Thanks for the follow up. I think I am getting it. When you say multi host,
you are refereing to the setting in nova.conf multi_host, correct?
If I want the traffic to be routed through the controller, I should set
that to false, and not install the nova-network on the compute hosts.
--Brian
On Fri, Jul 24, 2015 at 12:26 PM, Brent Eagles <beagles(a)redhat.com> wrote:
On Thu, Jul 23, 2015 at 04:26:08PM -0500, brian lee wrote:
> So I have made headway on this problem. It was related to my networking.
In
> order to get nova networking working you have to install the
> openstack-nova-network and openstack-nova-api packages on your compute
> nodes as well. You did not have to do this in Icehouse.
>
> Once that is installed, you then need to configure the nova.conf per the
> doc:
>
http://docs.openstack.org/kilo/install-guide/install/yum/content/nova-net...

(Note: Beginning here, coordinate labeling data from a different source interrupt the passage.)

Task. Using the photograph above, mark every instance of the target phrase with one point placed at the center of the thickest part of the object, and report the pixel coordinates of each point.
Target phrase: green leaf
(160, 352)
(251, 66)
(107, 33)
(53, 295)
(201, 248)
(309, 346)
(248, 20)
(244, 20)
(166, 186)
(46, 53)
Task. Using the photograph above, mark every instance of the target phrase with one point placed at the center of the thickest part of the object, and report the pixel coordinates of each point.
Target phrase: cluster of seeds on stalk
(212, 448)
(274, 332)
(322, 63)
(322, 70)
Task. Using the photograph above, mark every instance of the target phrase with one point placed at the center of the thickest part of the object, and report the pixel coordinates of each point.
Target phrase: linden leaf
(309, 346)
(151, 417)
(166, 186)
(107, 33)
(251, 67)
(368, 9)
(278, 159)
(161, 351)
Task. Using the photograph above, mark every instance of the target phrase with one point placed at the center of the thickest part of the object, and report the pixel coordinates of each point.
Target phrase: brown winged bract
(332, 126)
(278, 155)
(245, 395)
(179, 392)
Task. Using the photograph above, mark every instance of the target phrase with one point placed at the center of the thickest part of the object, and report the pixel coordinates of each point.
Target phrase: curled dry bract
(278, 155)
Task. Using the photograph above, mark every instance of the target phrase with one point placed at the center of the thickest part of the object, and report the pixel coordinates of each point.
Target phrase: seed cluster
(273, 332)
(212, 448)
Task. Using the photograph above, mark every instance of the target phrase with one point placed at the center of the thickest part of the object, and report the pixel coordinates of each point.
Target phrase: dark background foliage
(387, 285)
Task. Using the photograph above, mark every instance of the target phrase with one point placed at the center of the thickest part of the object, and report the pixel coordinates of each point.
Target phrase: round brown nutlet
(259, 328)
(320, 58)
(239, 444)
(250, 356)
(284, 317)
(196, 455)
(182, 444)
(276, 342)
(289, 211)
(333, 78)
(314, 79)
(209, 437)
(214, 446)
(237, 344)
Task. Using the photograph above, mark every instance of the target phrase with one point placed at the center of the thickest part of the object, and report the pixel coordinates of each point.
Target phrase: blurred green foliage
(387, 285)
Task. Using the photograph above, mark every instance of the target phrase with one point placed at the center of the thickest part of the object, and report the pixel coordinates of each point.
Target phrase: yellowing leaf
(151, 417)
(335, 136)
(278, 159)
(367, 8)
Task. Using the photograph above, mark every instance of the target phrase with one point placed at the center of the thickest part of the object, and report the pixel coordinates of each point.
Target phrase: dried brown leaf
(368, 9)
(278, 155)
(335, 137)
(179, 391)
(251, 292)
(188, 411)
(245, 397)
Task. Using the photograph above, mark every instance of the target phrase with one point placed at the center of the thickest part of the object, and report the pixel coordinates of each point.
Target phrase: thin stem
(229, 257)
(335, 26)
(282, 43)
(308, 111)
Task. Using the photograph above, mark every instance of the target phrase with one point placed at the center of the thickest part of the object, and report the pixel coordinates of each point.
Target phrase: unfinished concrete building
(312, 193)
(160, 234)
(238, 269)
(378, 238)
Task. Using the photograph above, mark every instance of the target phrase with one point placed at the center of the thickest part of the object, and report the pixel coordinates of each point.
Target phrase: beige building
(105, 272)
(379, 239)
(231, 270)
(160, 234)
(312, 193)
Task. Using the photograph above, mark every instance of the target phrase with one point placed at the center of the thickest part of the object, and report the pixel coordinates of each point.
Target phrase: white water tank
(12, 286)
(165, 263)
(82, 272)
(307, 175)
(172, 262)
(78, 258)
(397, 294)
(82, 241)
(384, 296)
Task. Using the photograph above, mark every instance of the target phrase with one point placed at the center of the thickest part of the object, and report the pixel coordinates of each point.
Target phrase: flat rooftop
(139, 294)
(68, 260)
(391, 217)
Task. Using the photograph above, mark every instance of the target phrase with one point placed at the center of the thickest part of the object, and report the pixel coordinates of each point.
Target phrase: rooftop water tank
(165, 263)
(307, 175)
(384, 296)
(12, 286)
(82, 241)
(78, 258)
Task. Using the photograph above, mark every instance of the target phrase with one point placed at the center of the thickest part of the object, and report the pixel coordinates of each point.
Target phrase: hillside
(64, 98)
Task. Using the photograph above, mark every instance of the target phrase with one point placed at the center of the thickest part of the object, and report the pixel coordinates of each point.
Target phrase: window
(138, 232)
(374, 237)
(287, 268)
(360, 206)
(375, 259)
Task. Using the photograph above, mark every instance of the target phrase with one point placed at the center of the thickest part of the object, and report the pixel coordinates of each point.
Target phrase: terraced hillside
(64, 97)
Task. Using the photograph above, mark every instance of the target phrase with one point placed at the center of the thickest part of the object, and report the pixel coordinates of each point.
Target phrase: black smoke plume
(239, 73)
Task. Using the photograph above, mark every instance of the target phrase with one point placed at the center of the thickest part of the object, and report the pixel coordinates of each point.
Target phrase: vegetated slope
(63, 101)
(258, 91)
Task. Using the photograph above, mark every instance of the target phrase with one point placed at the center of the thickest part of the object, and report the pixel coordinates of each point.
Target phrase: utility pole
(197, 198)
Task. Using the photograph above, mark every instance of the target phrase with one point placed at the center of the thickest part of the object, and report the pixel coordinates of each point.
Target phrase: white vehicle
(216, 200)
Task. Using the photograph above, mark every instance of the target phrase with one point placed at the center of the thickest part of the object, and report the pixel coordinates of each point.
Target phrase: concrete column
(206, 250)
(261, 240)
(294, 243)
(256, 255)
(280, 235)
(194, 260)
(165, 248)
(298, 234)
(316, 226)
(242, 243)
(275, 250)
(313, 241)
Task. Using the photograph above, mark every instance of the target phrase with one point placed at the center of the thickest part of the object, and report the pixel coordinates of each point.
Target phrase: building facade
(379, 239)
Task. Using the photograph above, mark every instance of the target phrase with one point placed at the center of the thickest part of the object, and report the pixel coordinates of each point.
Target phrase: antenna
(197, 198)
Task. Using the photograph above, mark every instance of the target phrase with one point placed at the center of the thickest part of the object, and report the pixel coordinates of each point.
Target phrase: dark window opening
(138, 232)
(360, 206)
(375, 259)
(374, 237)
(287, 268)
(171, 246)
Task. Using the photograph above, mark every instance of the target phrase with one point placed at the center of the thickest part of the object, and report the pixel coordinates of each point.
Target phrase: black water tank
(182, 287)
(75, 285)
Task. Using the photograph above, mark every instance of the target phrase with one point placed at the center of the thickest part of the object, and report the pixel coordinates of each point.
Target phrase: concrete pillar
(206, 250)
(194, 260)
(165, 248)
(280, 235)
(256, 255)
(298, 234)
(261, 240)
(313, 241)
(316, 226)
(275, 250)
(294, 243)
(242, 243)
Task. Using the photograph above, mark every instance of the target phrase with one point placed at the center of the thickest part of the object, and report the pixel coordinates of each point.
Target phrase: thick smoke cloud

Note that if you are using multi-host networks then each compute
node is also a network controller, so nova-network and nova-api will be
required on each compute node.
> Once I have done that I am now able to get the instances started. On the
> compute node it does create the br100 bridge device. But it does not
create
> it on the controller.
You can check if openstack-nova-network running on the controller - but
if you are using multi-host networking this is probably irrelevant.
> Now I am stuck where I can get the instance up, but I can not ping it
from
> the conrtoller/outside network. Any idea what needs to be done to get the
> controller to start its bridge so they can talk together?
>
> --Brian
IIRC, if you are using multi-host networks you need to keep in mind that
while each compute node is a network controller - the reverse is also
true. i.e. a node is only a network controller for an instance's tenant
network IF that node has an instance for that tenant running on it. If
there isn't an instance for a particular tenant on a given node, there
may be no bridge for that tenant network, etc. on it. This has to do
with how the networks are provisioned - the bridges are setup where a
tenant network is required, i.e. where an instance has been booted. Also
of course, there is no standalone network-controller.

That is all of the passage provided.